Chers amis, l’intelligence des Ecritures de ce jour est éclairante et inspirante. En fait, quelle est l’énigme, le sens caché de ces 3 paraboles (l’ivraie, le grain de moutarde et le levain) ? La Parole de Dieu m’exhorte à convertir mon regard :
*Sur Dieu : ce n’est pas lui qui a créé le mal, il a initialement planté une merveilleuse semence. Hélas, il y a eu une imposture : le diabolos qui sème le désastre, qui divise, est venu insidieusement semer de l’ivraie (= en grec zizania : toutes sortes de mauvaises herbes : ronces, épines …). La grande révélation de ce dimanche, c’est la miséricorde de Dieu. La force de Dieu, c’est sa bonté infinie pour l’homme, sa patience, sa clémence pour le pécheur (1ère lecture). Comme un cultivateur aguerri, Dieu attend le jour de la moisson. Certes, ce n’est pas parce qu’il ne fait pas la chasse aux sorcières qu’il cautionne nos turpitudes. Par sa foi en l’homme, il nous donne en partage son Esprit qui vient au secours de notre faiblesse (2ème lecture). Voilà pourquoi Jésus refuse d’enfermer la femme adultère dans son passé, bien au contraire, il lui offre une nouvelle chance pour changer de conduite.

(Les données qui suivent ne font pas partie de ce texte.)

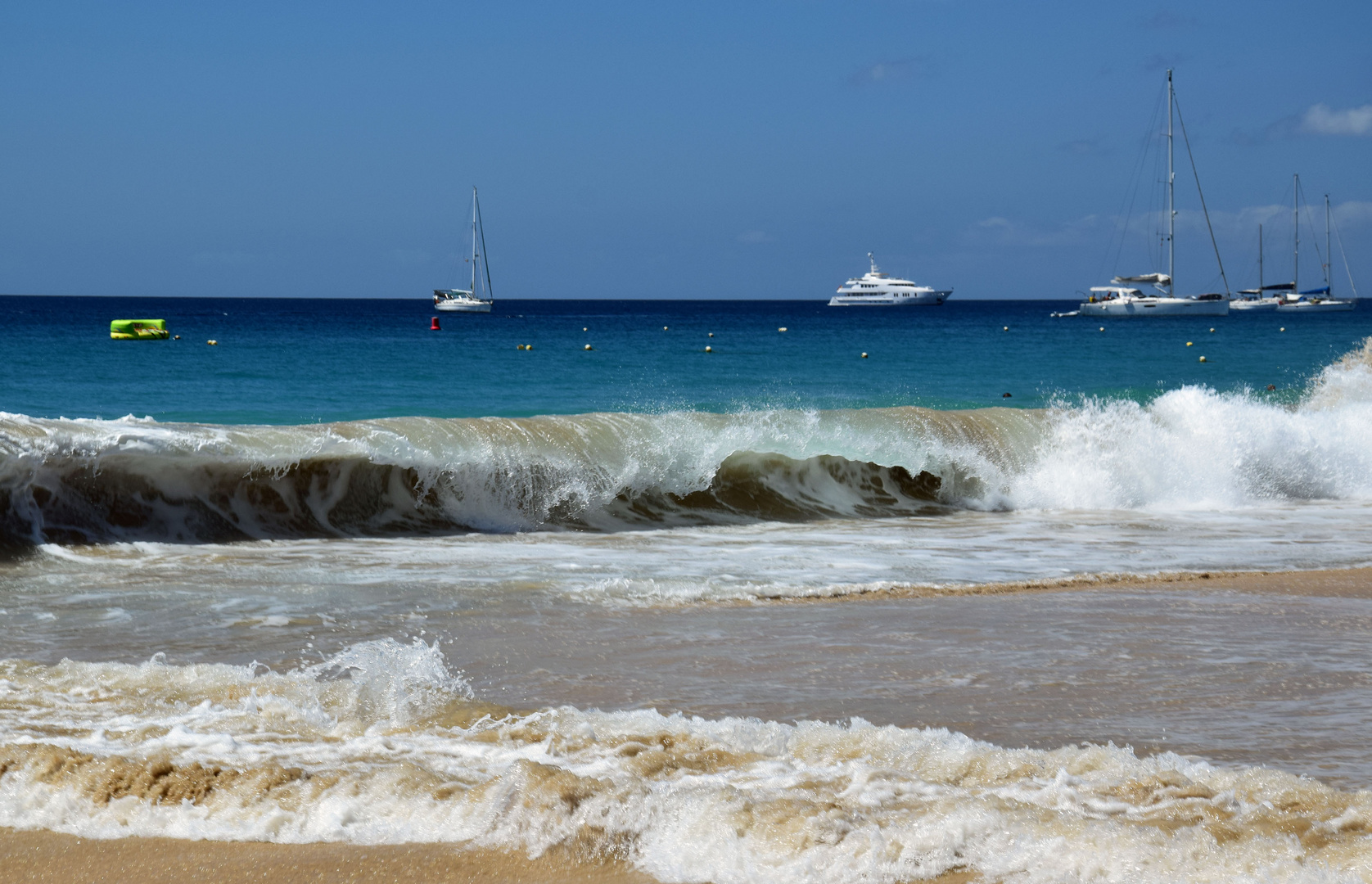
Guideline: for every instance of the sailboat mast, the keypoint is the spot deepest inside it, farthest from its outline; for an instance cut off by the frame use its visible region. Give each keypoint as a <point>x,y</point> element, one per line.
<point>474,241</point>
<point>1295,225</point>
<point>1172,209</point>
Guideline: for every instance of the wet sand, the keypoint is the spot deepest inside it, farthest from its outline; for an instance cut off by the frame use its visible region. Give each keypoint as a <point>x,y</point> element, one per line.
<point>40,857</point>
<point>51,858</point>
<point>1334,582</point>
<point>43,857</point>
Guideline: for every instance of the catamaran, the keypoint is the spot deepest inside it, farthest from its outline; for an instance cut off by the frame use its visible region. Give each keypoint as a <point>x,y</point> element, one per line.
<point>1316,300</point>
<point>464,300</point>
<point>1124,297</point>
<point>877,289</point>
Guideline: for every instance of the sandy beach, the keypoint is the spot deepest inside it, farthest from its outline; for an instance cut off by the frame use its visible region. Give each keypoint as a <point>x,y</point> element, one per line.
<point>38,857</point>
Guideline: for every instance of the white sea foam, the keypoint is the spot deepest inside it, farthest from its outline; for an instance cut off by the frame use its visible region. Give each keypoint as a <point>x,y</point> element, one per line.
<point>1187,449</point>
<point>401,752</point>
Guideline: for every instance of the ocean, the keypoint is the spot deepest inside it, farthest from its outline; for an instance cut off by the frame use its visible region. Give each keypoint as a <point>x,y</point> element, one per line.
<point>779,611</point>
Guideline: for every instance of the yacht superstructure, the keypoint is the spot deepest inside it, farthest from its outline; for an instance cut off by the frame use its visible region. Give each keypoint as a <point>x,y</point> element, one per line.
<point>877,289</point>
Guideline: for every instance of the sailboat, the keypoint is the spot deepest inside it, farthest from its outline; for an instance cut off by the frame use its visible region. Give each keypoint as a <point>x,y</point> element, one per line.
<point>468,300</point>
<point>1316,300</point>
<point>1124,297</point>
<point>1258,298</point>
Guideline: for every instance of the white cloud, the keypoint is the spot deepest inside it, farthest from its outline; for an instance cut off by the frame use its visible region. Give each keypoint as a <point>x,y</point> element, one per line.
<point>224,259</point>
<point>1008,232</point>
<point>1323,120</point>
<point>409,257</point>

*Sur moi-même : comme tout homme, je porte aussi en moi une part de bon grain et d’ivraie. Les racines du bien et du mal sont nouées en mon cœur; je suis atteint de tout côté par la faiblesse qui me pousse à pécher. Cf. Saint Paul : « Le bien que je veux faire, je ne le fais pas; le mal que je hais, voilà ce que je fais. Qui me délivrera de mon impuissance d’aimer en vérité ? » Ce retournement de cœur ne peut que m’inciter à être humble, et surtout à me garder de juger les autres. Il vaut mieux enlever d’abord la poutre de mon œil pour mieux voir la paille dans l’œil de l’autre. D’autre part, je ne dois pas m’accommoder ni me complaire dans ma faiblesse. C’est constamment, grâce à l’Esprit Saint, qu’il me faut veiller, tenir dans la prière, bref aller au combat spirituel pour ne pas entrer en tentation. Car, c’est de nuit, quand je sommeille, quand je néglige la prière, me déconnecte de Dieu, quand je suis spirituellement vulnérable que le malin inocule son poison d’ivraie dans mon cœur. Cependant, je dois bien l’admettre qu’il y a du bon grain, un reflet de la lumière divine en moi. En somme, je suis une légende ! A l’instar du levain de l’Evangile, je recèle en moi un immense potentiel de croissance et de fécondité qui peut m’aider à être davantage utile aux autres.
*Sur les autres : chaque être humain est une parabole, un chemin spirituel où, grâce au regard positif, l’on retrouve les traces du Ressuscité, tant de semences d’espérance : « En tout homme, il y a plus de choses à admirer qu’à mépriser » (Albert Camus).
*Sur le monde : c’est le champ ensemencé par Jésus. Il se construit avec ses ambiguïtés, la cohabitation du bien et du mal, de la grâce et du péché. Mais comme le grain de moutarde, une dérisoire graine de bienveillance cultivée, arrosée et soignée, peut fleurir en un monde plus juste, pacifique et beau. Le dynamisme du Royaume enfoui au cœur de l’humanité peut ainsi transformer le monde. C’est pour dire que le mal n’est pas en soi une fatalité, one day, un jour, l’Amour aura raison de tout. Et d’ailleurs, il y a par-ci par-là, des signes du Royaume à décoder absolument : les Droits de l’homme, les élans et initiatives d’entraide et de solidarité, le bénévolat …
Que les grâces de Dieu nous devancent : accrochons-nous en ayant de l’assurance en sa présence.